CellML integrates the language MathML to describe the mathematical relationships between different components and variables within a biological model(Lloyd, et al., 2004). Every variable must have physically defined units. This makes the language more accurate and consistent and should eliminate a large number of errors. The ultimate aim for the CellML language is for the research community to build models and make them freely available for others to build on(Lloyd, et al., 2004). We have used the CellML language in defining all of our part and constraint models.


Model generation and simulation

Modelling in the CellML language was carried out in the [http://cor.physiol.ox.ac.uk/ Cellular Open Resource (COR)] (Garny, et al., 2003). COR is a free resource available in Microsoft Windows. This provides an editor to write in COR language, which has easier readability than the mark-up language. The text is converted into CELLML by the program, which complies and runs models as they are created. Once models were generated in COR, they were loaded into [http://www.cellml.org/tools/pcenv/ PCEnv] for simulation.


Downloads

File:Newcastle-igem2008-CellML-models.zip

Contains the CellML models created as part of the Parts Repository. See Team:Newcastle University/Parts Repository for more information.

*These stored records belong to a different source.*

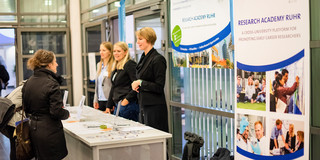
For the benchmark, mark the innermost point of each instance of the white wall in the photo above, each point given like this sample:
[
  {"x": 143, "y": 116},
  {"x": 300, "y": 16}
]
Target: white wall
[{"x": 76, "y": 52}]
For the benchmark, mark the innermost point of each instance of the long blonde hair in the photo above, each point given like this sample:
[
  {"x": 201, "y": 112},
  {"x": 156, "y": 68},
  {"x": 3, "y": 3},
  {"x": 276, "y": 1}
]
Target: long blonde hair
[
  {"x": 110, "y": 61},
  {"x": 122, "y": 62}
]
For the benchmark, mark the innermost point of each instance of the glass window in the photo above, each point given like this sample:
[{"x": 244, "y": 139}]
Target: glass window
[
  {"x": 112, "y": 6},
  {"x": 315, "y": 141},
  {"x": 206, "y": 87},
  {"x": 139, "y": 1},
  {"x": 52, "y": 41},
  {"x": 86, "y": 4},
  {"x": 43, "y": 6},
  {"x": 61, "y": 69},
  {"x": 90, "y": 98},
  {"x": 98, "y": 12},
  {"x": 8, "y": 18},
  {"x": 91, "y": 83},
  {"x": 8, "y": 6},
  {"x": 154, "y": 22},
  {"x": 216, "y": 131},
  {"x": 315, "y": 19},
  {"x": 44, "y": 19},
  {"x": 315, "y": 89}
]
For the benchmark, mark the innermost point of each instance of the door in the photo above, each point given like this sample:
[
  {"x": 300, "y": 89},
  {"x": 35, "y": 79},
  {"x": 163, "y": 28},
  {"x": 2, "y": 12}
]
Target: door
[{"x": 95, "y": 33}]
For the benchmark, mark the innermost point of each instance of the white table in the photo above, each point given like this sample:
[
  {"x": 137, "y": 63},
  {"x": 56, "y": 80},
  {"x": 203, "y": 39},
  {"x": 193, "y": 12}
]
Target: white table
[{"x": 123, "y": 140}]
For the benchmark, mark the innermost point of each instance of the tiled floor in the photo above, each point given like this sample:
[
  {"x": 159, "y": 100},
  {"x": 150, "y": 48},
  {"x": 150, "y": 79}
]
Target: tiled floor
[{"x": 4, "y": 147}]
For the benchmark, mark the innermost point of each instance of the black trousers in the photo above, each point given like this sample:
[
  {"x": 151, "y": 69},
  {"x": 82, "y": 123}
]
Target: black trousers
[{"x": 155, "y": 116}]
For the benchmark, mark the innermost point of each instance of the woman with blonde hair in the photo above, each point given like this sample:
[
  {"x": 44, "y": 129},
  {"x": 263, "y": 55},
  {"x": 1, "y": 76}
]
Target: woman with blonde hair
[
  {"x": 103, "y": 78},
  {"x": 121, "y": 79},
  {"x": 42, "y": 101},
  {"x": 151, "y": 74}
]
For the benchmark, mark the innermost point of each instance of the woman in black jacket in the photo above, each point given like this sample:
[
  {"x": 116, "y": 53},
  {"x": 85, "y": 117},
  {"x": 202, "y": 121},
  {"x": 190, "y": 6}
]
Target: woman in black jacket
[
  {"x": 42, "y": 99},
  {"x": 121, "y": 78},
  {"x": 151, "y": 74}
]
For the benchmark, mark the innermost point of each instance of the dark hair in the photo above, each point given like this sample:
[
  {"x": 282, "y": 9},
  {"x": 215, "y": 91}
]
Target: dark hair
[
  {"x": 284, "y": 71},
  {"x": 40, "y": 59},
  {"x": 277, "y": 84}
]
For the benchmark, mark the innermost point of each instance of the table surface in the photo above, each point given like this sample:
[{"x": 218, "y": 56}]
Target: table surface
[{"x": 119, "y": 130}]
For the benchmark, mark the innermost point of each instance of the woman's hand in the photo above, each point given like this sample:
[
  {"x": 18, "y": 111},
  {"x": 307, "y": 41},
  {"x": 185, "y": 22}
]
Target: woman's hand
[
  {"x": 124, "y": 102},
  {"x": 107, "y": 110},
  {"x": 96, "y": 105},
  {"x": 135, "y": 85}
]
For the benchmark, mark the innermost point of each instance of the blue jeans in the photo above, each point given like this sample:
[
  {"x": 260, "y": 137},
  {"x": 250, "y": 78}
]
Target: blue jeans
[{"x": 130, "y": 111}]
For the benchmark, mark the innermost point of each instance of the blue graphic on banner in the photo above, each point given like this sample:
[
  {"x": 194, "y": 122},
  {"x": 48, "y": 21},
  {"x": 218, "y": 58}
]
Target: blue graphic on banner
[
  {"x": 122, "y": 20},
  {"x": 206, "y": 44},
  {"x": 271, "y": 67},
  {"x": 294, "y": 155}
]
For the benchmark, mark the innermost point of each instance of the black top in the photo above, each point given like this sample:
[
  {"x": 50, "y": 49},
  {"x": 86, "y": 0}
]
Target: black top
[
  {"x": 151, "y": 69},
  {"x": 121, "y": 84},
  {"x": 42, "y": 96}
]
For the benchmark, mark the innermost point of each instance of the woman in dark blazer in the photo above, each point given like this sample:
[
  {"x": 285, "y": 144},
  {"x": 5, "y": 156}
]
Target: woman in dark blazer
[
  {"x": 121, "y": 79},
  {"x": 103, "y": 77},
  {"x": 151, "y": 74},
  {"x": 42, "y": 99}
]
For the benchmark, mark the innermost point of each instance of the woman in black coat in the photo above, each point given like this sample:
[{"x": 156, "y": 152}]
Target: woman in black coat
[
  {"x": 121, "y": 79},
  {"x": 151, "y": 74},
  {"x": 42, "y": 99}
]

File:Newcastle-igem2008-CellML-components.zip

Contains the individual component text files, containing CellML, from the Parts Repository. See Team:Newcastle University/Parts Repository for more information.

File:ProofConcept gfp.zip

Contains: The CellML model of the proof of concept BioBrick. See Proof of Concept Brick for more information.

Further Reading

Garny, A. (2003) Cellular Open Resource(COR): A public CellML based environment for modelling biological function, International Journal of Bifurcation and Chaos, 13, 3579-3590.

Lloyd, C.M., Halstead, M.D.B. and Nielsen, P.F. (2004) CellML: its future, present and past, Progress in Biophysics & Molecular Biology, 85, 433-450.